At the end of the first hours with his strong, brave and beautiful daughter, Stash drew pictures for her, stick figures of a man and a little girl adorned with big red hearts. He explained to her that whenever she received one of these in the mail it would mean that he had been thinking about her every day. He mailed one every two or three days until his next visit. The minute he was alone with her he asked her if she had received them.
“Yes, Daddy.”
“Do you like to get them?”
“Yes.”
“Do you remember what they mean?”
“That you think about me.”
“Do you keep them?”
“Oh, yes, Daddy, I keep them.”
“Where do you keep them, Daisy darling?”
“I give them to Dani.”
“Oh.”
“She likes to play with them.”
“Daisy, let’s go and look at the kitten.”
Each time that he returned to London from California, Stash willed himself not to start counting the weeks until he could see Daisy again. He failed utterly. He was unable to resist the temptation of consulting a judge he knew personally, telling him nothing of the existence of Danielle, but merely explaining that after his separation, his wife had restricted his access to his child. The only remedies open to him, he soon was made to understand, would have to involve publicity. Stash was advised to wait. Often, in cases such as his, as a child grows older, access is made easier, particularly as the child herself can be influenced more strongly as she gains in maturity. So he waited, with the same wolfish, undefeated yet helplessly impotent fury that he had known during his first year in the RAF; yet he never contempl
ated anything but victory. If not now, then soon.

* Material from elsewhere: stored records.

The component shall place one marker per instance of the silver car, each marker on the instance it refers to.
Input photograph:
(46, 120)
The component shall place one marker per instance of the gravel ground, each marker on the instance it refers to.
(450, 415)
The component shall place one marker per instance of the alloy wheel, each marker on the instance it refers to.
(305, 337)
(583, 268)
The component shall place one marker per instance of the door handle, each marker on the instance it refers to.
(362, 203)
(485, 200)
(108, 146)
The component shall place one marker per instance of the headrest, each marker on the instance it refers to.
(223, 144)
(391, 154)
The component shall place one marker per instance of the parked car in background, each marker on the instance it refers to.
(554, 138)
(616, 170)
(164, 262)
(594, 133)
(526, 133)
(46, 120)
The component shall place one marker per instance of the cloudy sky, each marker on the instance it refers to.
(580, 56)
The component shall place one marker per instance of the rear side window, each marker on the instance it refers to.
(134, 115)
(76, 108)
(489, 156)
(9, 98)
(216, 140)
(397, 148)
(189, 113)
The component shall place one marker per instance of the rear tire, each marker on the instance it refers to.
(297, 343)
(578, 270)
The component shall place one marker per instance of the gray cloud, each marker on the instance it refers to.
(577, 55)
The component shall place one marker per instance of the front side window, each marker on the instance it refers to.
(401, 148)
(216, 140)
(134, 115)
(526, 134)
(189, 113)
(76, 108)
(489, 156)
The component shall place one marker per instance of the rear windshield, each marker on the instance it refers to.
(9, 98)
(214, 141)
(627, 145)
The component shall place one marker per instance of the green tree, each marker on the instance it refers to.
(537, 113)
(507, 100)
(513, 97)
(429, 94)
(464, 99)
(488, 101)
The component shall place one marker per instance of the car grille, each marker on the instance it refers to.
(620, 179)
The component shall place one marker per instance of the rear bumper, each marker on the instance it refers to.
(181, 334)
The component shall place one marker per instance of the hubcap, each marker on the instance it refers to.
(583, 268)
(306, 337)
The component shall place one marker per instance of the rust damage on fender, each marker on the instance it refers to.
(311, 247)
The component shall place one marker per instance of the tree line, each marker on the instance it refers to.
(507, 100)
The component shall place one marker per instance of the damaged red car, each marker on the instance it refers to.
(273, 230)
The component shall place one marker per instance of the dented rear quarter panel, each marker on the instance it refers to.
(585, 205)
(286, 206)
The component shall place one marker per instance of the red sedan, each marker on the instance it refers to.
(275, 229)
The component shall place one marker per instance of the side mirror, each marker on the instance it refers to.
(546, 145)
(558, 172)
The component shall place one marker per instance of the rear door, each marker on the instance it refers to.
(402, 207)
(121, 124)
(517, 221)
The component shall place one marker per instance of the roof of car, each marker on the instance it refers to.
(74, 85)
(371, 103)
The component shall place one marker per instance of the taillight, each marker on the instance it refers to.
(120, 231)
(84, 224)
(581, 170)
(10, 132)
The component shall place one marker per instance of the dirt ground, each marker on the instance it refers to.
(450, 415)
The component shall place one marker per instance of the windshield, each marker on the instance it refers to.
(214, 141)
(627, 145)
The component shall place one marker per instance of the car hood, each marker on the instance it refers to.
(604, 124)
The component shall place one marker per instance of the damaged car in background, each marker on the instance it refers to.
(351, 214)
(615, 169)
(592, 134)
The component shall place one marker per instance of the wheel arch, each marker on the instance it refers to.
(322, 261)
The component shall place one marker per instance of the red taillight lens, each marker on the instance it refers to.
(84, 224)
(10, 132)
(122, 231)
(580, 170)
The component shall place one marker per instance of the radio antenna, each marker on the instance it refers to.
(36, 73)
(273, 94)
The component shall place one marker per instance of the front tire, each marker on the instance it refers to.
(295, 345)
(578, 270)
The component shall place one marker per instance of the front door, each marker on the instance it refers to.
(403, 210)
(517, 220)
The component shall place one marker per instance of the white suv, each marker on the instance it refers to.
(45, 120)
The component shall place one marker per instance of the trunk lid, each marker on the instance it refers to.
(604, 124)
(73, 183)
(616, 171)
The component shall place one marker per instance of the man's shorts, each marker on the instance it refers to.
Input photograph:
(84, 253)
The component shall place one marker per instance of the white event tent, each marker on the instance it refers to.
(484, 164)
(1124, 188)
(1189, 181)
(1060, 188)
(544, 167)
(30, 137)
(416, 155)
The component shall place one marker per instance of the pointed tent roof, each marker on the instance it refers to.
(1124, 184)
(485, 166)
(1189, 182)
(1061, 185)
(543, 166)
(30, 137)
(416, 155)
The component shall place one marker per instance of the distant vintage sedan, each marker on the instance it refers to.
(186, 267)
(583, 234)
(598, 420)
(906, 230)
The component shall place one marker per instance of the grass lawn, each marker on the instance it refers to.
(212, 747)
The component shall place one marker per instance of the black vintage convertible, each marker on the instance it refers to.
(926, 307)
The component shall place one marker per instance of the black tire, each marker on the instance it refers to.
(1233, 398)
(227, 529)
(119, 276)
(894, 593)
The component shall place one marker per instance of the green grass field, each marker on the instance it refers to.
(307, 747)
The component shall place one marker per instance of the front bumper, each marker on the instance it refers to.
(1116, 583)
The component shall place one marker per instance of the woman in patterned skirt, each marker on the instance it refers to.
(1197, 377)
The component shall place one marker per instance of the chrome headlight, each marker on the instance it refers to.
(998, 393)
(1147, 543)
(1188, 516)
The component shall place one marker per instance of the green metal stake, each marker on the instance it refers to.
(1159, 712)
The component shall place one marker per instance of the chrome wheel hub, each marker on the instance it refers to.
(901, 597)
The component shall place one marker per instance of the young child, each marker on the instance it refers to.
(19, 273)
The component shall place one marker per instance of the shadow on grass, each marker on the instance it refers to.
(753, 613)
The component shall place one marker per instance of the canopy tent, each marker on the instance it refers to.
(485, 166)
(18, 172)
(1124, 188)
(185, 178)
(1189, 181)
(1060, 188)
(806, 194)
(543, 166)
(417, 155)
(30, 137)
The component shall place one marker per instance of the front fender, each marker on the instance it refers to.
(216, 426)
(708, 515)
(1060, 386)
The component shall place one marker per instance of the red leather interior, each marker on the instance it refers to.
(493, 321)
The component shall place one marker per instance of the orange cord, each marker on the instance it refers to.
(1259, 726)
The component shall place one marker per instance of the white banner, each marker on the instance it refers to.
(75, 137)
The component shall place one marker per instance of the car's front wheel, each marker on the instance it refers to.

By the time Daisy was five, the child was providing real help around the cabin, making both her bed and Dani’s, cleaning the room they shared, drying dishes, watering and expertly weeding the vegetable garden. Francesca, who had just received a letter from Matty enclosing yet another script, a good one, explained to Daisy that she might have to go away for a short time to do some work which would earn some money for all of them, but that she would be back very, very soon. “How long?” Daisy asked fearfully.
“Only six weeks,” Francesca answered and Daisy burst into tears.
“Daisy,” Francesca reproached her, “you’re old enough to understand now. Six weeks isn’t very long and I’ll come home as soon as they’re over. Just six Sundays and six Mondays … it’s not so much.”
“And six Tuesdays and six Wednesdays,” Daisy said sadly. “Would you make a lot of money, Mama?”
“Yes, darling.”
“And then you’d come right home?”
“Yes, darling, the minute the work is finished.”
“All right, Mama, I understand,” Daisy said reluctantly.
Later, Daisy and Dani exchanged a long stream of sibilant babble, with Daisy saying almost everything and Dani asking what obviously were questions. At the end of the conversation Dani, who could walk perfectly well by now, went down on all fours, like a baby, crawled into a corner of the room, pulled up a rag rug, and lay under it, her silent, wretched little face turned toward the wall.
“Daisy? What did you say?” Francesca demanded, alarmed.
“I told her what you explained to me, Mama. She didn’t understand. I couldn’t make her understand. I tried and tried, really I tried. She doesn’t know what coming back means—she doesn’t understand about earning money.”